In what can only be considered a triumph for all types of robots, this week a federal court ruled that an artificially intelligent machine could, in fact, be the inventor-decision that followed a year of legal battles around the world.
The verdict came after years of searching for Ryan Abbott, a law professor at the University of Surrey, who began filing patent applications in 17 different countries earlier this year. Abbot – whose work focuses on the intersection between artificial intelligence and law – the first to launch two international patent applications under An artificial inventor project at the end of 2019. Both patents (one for adjustable a food container and one for an emergency lighthouse) listed a creative neural system called “DABUS” as the inventor.
The an artificially intelligent inventor the DABUS listed here was created by Dr. Stephen Thaler, who is describes to as an “engine of creativity” capable of generating new ideas (and inventions) based on communication between trillion computational neurons with which it is equipped. Despite being an impressive machine, last year the U.S. Patent and Trademark Office (USPTO) ruled that AI cannot be listed as an inventor in a patent application – explicitly stating that under the applicable patent laws in the country only “natural persons” are allowed be recognized. Not long after, Thaler sued USPTO, and Abbott represented him in the lawsuit.
Recently, the case was caught in a case of legal limbo – with a supervising judge suggesting that the case could instead be better resolved by Congress.

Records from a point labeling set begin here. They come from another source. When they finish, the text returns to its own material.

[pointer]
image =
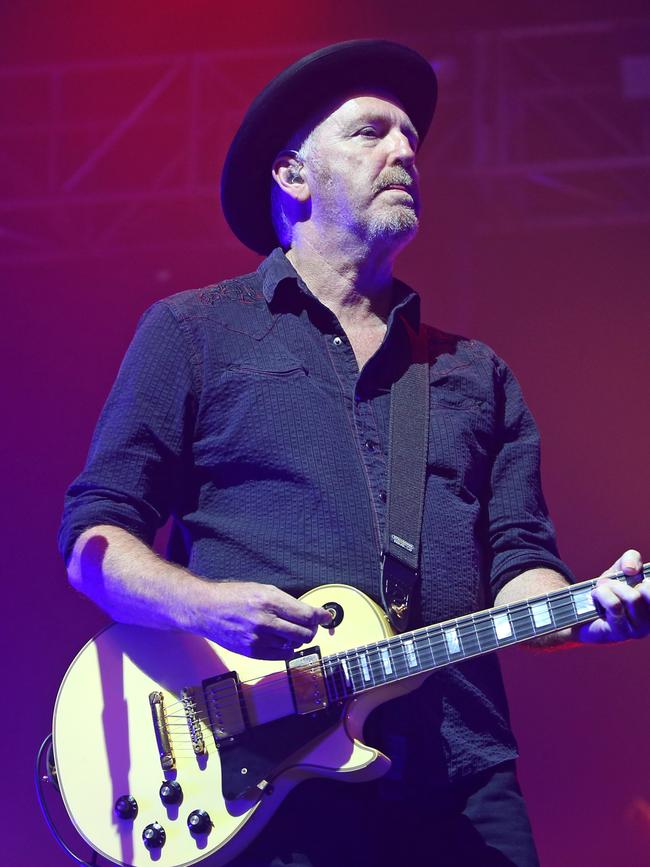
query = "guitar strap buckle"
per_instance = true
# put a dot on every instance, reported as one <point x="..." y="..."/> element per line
<point x="397" y="583"/>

DABUS had problems that were recognized in other countries as well. A spokesman for the European Patent Office told the BBC Interview for 2019 that systems like DABUS are just a “tool used by a human inventor”, according to the applicable laws of the country. Australian courts initially refused recognize the inventors of AI, noting earlier this year just as in the US, patents can only be granted to people.

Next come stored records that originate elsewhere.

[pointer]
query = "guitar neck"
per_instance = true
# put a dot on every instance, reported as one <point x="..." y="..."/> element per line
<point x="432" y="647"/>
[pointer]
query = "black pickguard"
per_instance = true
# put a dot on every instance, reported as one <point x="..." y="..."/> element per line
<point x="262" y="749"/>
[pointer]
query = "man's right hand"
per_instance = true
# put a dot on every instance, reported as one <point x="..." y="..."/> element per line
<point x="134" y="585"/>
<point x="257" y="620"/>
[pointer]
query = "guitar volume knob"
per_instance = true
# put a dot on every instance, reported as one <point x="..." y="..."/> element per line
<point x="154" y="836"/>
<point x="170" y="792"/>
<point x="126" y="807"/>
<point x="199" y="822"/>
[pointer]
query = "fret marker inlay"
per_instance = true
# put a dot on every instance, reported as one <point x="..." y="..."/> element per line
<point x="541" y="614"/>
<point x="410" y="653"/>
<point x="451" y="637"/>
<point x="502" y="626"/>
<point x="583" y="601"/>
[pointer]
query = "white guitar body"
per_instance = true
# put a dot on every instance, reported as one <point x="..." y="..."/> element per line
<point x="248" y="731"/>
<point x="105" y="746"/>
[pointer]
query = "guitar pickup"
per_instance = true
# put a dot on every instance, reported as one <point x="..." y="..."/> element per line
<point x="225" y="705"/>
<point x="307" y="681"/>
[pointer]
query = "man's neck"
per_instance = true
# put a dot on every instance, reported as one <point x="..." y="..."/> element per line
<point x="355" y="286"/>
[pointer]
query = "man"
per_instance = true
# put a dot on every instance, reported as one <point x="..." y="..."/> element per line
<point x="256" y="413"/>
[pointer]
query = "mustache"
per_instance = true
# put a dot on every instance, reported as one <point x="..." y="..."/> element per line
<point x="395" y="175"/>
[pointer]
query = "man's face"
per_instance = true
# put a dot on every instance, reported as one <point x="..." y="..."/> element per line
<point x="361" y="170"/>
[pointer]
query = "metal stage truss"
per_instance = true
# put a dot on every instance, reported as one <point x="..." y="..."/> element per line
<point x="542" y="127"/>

Or at least that was Australia’s stance until Friday, when justice is Jonathan Beach upside down decision in an Australian federal court. According to the new judgment of Per Beach, DABUS can be neither the applicant nor the recipient of the patent – but this is so can be listed as the inventor. In this case, those other two roles would be filled by Thaler, DABUS designer.
“In my opinion, the inventor as recognized by law can be a system or device with artificial intelligence,” Beach wrote. “I have to grapple with the basic idea, recognizing the evolving nature of patentable inventions and their creators. We are both created and we create. Why can’t we create our creations as well? “
It’s not clear what led the Australian courts to change the tune, but it is possible that South Africa has something to do with it. The day before Beach waived an official ruling by the country, the South African Commission for Companies and Intellectual Property became the first a patent office that will officially recognize DABUS as the inventor of the aforementioned food container.
It is worth emphasizing here that each country has a different set of standards as part of the patent rights process; some critics have noted that “it’s not shocking” for South Africa to give the idea of the inventor of artificial intelligence a pass and that “everyone should be prepared” for future patent licenses. So while the United States and the United Kingdom may have given Thalen a thumbs up for the idea, we’re still waiting to see how patents are filed in any of the other countries, including Japan, India, and Israel– he will shake. But at least we know that DABUS will finally be recognized as an inventor somewhere.